Native son Mario López-Cordero returns home to the Sonoran Desert to find it all grown up—world-class vineyards, smart B&Bs reclaiming old adobes, and a food culture both earthy and full of surprises.
It's a bright morning in the Sonoran Desert. The light has a liquid intensity, a magnifying quality that picks out details in the landscape and casts them into high relief. I can see knobby limbs of cholla, spindly blades of yucca, distant tawny peaks. It's as if the world itself is an HDTV, almost too sharp and perfect to be real.
I'm driving south on Interstate 19, a short highway that begins in Tucson and terminates 63 miles later at the border of Mexico in Nogales. It's a road I've been on thousands of times. Although I live in New York, I grew up out here, "out" being a fitting way to describe it. As in out in the middle of nowhere.
The vast valley, covered in mesquite and prickly pear cactus, is stunning and dramatic, and these days it never fails to take my breath away. But this wasn't always the case. Growing up, the last place I wanted to be was in this isolated brown valley. The geography filled me with dread. Nogales, population 20,878, is a town that straddles two countries. There is a Nogales in Arizona and a Nogales in Sonora, Mexico—and a 20-foot-high steel fence separates them. Crossing it was less of a hassle pre-9/11, but even these days, with a passport, you can technically walk from one downtown to the other. (In high school, when the border patrol didn't ask to see documentation, my friends and I used to cut across on our lunch break; we'd head over for cantina enchiladas and be back at our desks in time for English class.) Mexico's streets are potholed and frenetic, with curio-shop owners hawking pewter picture frames on the sidewalk; on the American side, the flow of pedestrians in and out of the 99¢ stores is a mere trickle. Aside from the neither-here-nor-there cultural flavor that the duality lends Nogales—where 94 percent of the population is Hispanic and a monolingual person is at a considerable disadvantage—the place has just enough small-town traits to alienate a 16-year-old boy enchanted with Judith Krantz. It's sheltered and insular, and everyone knows you. Rather, not just you, but your whole family, and your whole family's history. To this day, when I walk into a restaurant—like Zulas, for example, which at lunchtime is like the town commissary (and where you should go for the club sandwich and pecan pie)—I get kissed hello by strangers who recognize me because I have the "cara de un Cordero."

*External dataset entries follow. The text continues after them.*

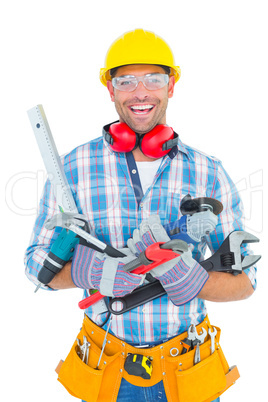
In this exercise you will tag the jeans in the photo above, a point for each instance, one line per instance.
(131, 393)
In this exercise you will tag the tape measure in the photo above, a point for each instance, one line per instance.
(139, 366)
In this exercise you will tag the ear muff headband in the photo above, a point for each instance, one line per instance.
(154, 144)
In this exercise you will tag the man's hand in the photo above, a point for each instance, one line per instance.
(93, 270)
(181, 277)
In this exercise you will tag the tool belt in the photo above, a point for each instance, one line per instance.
(183, 381)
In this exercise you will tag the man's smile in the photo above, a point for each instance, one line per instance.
(141, 109)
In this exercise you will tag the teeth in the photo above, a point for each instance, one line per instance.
(142, 107)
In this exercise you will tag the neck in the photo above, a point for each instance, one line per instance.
(140, 157)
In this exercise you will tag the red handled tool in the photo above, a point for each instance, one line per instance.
(154, 255)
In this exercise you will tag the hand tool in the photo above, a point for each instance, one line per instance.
(197, 357)
(104, 342)
(174, 352)
(201, 337)
(138, 365)
(226, 259)
(212, 335)
(190, 206)
(64, 199)
(190, 340)
(85, 350)
(155, 255)
(60, 185)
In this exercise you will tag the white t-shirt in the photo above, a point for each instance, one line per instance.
(147, 171)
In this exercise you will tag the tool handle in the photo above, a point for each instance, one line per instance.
(61, 252)
(154, 253)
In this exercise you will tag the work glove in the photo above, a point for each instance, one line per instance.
(94, 270)
(182, 277)
(191, 228)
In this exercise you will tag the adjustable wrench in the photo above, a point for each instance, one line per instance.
(227, 259)
(212, 335)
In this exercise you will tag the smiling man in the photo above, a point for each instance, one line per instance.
(128, 184)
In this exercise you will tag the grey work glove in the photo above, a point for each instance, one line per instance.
(181, 277)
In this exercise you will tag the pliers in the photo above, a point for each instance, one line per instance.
(227, 259)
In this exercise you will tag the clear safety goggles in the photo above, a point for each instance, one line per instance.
(129, 83)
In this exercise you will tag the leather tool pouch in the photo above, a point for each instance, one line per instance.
(183, 381)
(83, 380)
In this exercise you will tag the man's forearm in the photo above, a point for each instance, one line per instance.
(222, 287)
(63, 280)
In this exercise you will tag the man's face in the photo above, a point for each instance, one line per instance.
(130, 105)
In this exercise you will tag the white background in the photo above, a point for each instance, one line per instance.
(51, 52)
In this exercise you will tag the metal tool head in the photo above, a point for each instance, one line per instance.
(65, 220)
(236, 239)
(176, 245)
(240, 236)
(190, 206)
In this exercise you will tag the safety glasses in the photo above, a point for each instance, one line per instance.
(129, 83)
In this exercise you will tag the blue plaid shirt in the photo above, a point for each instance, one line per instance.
(107, 189)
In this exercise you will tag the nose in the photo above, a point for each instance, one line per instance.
(141, 92)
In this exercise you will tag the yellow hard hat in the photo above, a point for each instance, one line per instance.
(138, 47)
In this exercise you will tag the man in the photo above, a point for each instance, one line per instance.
(136, 177)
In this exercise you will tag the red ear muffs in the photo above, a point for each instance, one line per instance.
(122, 138)
(154, 144)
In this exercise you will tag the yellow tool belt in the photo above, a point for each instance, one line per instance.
(183, 381)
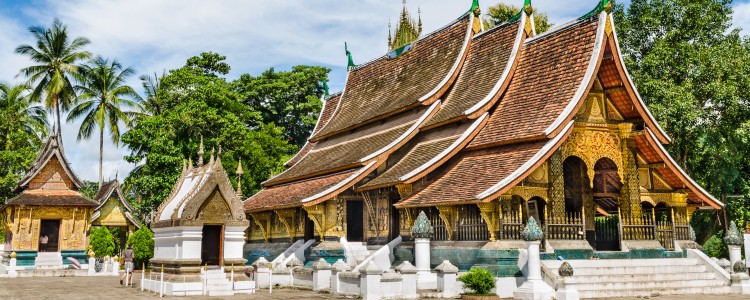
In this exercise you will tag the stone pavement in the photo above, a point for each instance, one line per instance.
(109, 288)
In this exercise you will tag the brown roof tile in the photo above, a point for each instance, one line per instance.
(549, 73)
(57, 198)
(289, 195)
(471, 173)
(385, 86)
(346, 151)
(487, 60)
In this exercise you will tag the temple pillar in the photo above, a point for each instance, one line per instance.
(556, 187)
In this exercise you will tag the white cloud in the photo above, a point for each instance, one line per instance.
(152, 36)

Now, after living in New York for 10 years, that kind of kissy familiarity—combined with the pin-drop desert stillness—is precisely what draws me back. Over the past year, I've been spending weeks at a time at my mother's house working on a novel. I look out the window, and the stark landscape exhilarates me. I've also begun to notice intriguing changes that build upon what I've grown to love. The recession and recent border violence have hit the area hard, especially because tourism, mostly in the form of day-trippers from Tucson and Phoenix, has always been a major economic driver. Nonetheless, Nogales and the surrounding towns of Tubac, Patagonia, Sonoita, and Elgin have started to grow worldly. Sophisticated B&Bs are cropping up in historic ranch haciendas and boardinghouses. There is a burgeoning wine industry that's as remarkable as the neighboring grasslands. And the food, which was typically either good, rustic northern Mexican or forgettable, is getting inventive. Even better, all of this is happening slowly, in small, considered ways, spearheaded by mom-and-pop businesses that have a vested interest in preserving the area's distinct character.

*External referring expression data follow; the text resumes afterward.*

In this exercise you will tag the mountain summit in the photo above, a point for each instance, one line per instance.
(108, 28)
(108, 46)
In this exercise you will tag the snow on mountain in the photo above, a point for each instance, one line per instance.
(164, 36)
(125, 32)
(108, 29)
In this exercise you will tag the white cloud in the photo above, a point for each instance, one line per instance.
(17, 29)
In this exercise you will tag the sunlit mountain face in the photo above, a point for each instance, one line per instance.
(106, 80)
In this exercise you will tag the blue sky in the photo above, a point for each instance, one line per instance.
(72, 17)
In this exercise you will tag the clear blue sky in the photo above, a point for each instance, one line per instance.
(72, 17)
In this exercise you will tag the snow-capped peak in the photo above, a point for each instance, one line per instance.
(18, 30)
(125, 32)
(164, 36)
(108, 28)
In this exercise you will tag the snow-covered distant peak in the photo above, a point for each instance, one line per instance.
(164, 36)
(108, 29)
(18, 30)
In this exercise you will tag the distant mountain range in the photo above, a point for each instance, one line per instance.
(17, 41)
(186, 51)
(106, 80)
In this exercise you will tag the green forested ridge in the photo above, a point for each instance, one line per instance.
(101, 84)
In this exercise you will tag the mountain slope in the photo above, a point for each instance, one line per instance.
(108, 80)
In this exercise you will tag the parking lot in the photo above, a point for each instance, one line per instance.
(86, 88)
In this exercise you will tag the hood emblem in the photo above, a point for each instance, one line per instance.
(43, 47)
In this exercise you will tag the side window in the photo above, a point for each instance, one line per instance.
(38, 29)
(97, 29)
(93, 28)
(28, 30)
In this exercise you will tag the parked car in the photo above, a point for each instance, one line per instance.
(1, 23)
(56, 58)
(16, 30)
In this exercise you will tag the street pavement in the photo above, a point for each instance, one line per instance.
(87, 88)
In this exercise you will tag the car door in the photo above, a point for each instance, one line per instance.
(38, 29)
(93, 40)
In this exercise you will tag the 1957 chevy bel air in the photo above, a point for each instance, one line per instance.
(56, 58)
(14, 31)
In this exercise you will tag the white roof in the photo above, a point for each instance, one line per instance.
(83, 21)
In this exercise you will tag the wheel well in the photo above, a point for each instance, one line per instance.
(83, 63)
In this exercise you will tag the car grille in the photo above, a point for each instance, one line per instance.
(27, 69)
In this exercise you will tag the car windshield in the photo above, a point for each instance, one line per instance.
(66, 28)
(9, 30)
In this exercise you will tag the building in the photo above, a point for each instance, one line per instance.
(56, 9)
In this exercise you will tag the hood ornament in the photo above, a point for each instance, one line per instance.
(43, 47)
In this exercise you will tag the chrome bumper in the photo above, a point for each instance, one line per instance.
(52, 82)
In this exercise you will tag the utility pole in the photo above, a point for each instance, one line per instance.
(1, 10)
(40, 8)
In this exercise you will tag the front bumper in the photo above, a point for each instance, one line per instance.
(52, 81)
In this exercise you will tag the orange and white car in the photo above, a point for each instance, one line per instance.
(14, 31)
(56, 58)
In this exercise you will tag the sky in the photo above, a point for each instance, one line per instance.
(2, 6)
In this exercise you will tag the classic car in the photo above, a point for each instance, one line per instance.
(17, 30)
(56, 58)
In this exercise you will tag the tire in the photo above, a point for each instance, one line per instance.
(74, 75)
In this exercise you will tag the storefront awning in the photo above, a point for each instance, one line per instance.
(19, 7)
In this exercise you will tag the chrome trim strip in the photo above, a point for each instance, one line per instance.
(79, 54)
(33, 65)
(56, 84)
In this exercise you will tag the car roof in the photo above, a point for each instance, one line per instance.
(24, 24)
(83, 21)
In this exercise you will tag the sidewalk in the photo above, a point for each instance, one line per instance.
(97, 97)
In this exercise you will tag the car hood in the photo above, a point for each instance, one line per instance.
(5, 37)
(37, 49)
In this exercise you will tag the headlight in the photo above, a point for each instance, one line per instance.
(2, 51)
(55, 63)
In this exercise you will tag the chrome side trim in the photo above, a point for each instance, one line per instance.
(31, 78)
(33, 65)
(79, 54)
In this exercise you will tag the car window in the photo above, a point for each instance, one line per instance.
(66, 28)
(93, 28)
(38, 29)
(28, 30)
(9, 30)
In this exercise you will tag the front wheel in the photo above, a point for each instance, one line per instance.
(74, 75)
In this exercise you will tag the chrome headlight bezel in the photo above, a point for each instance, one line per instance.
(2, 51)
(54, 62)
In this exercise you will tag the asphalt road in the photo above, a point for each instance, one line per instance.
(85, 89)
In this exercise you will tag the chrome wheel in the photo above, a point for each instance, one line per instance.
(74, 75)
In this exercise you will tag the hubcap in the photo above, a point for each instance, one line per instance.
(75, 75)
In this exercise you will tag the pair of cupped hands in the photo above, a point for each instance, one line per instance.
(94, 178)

When I daydream now, I find my fantasies have suddenly moved back West, to thick adobe walls and shaded Saltillo-tiled courtyards and a flood of high desert light. They look a lot, actually, like the Hacienda Corona de Guevavi, a bed-and-breakfast set on an 18th-century ranch outside Nogales that used to belong to the family of one of my closest childhood friends, Ian Wingfield.

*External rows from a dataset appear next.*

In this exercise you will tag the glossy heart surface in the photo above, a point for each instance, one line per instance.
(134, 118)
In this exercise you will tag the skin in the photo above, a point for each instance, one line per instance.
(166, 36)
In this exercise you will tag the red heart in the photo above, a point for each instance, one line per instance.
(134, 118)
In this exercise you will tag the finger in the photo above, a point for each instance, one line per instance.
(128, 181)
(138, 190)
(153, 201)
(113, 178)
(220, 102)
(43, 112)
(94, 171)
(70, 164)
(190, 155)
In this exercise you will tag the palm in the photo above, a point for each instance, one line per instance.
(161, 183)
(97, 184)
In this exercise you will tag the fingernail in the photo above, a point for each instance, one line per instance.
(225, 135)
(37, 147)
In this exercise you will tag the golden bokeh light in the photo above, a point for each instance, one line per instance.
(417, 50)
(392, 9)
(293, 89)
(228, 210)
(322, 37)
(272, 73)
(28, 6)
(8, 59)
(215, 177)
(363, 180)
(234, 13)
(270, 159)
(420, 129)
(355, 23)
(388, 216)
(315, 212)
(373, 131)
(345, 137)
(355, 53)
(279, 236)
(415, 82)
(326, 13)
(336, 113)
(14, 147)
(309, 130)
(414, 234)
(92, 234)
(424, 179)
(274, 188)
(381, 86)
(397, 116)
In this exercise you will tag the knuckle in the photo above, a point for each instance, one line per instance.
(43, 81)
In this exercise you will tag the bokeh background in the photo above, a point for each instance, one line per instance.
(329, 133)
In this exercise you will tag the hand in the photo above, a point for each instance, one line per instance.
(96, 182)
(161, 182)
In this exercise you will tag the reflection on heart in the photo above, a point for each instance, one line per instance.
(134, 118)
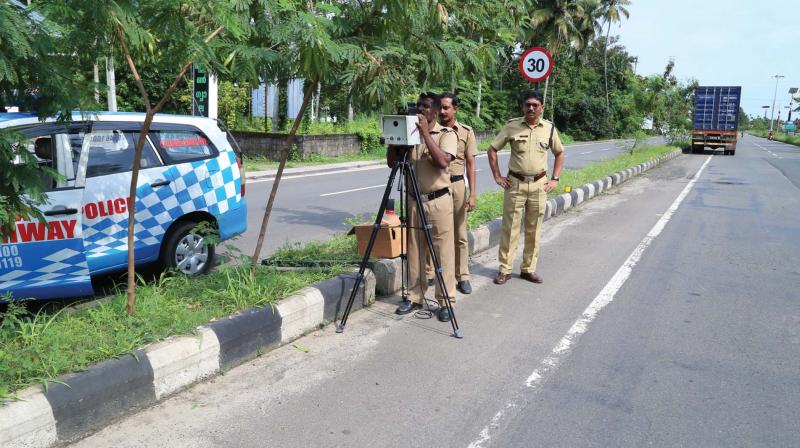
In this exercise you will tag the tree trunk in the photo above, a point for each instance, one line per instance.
(266, 106)
(605, 66)
(319, 100)
(96, 79)
(112, 84)
(478, 106)
(284, 157)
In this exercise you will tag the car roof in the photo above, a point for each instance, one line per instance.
(23, 118)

The house, with its corrugated tin roof and façade of café au lait adobe, was built in 1938. A low wall encloses a front garden planted with sage and agave, and a walkway leads to the main courtyard, where original murals of Mexican villagers still decorate the walls. The current owners, Phil and Wendy Stover, greet me and my boyfriend, Rob, in the foyer. Phil and Wendy grew up in Tucson but worked for much of their lives in California and Connecticut—he ran restaurants, she was a film company exec—before returning to Arizona in 2002 and buying and renovating the beautiful Spanish colonial pile. When it was just Ian's grandfather's house, I used to spend afternoons hanging out here, watching Ian leap into the pinto-bean-shaped pool from the pool-house roof. The place is almost as I remember, though lightened and brightened; windows that were shaded by overgrown vegetation now offer clear views of the Santa Cruz riverbed. What was the master bedroom is now a grand suite with a tufted headboard, an original fireplace of massive stone blocks, and pink toile curtains dressing a large window overlooking the surrounding ranch land.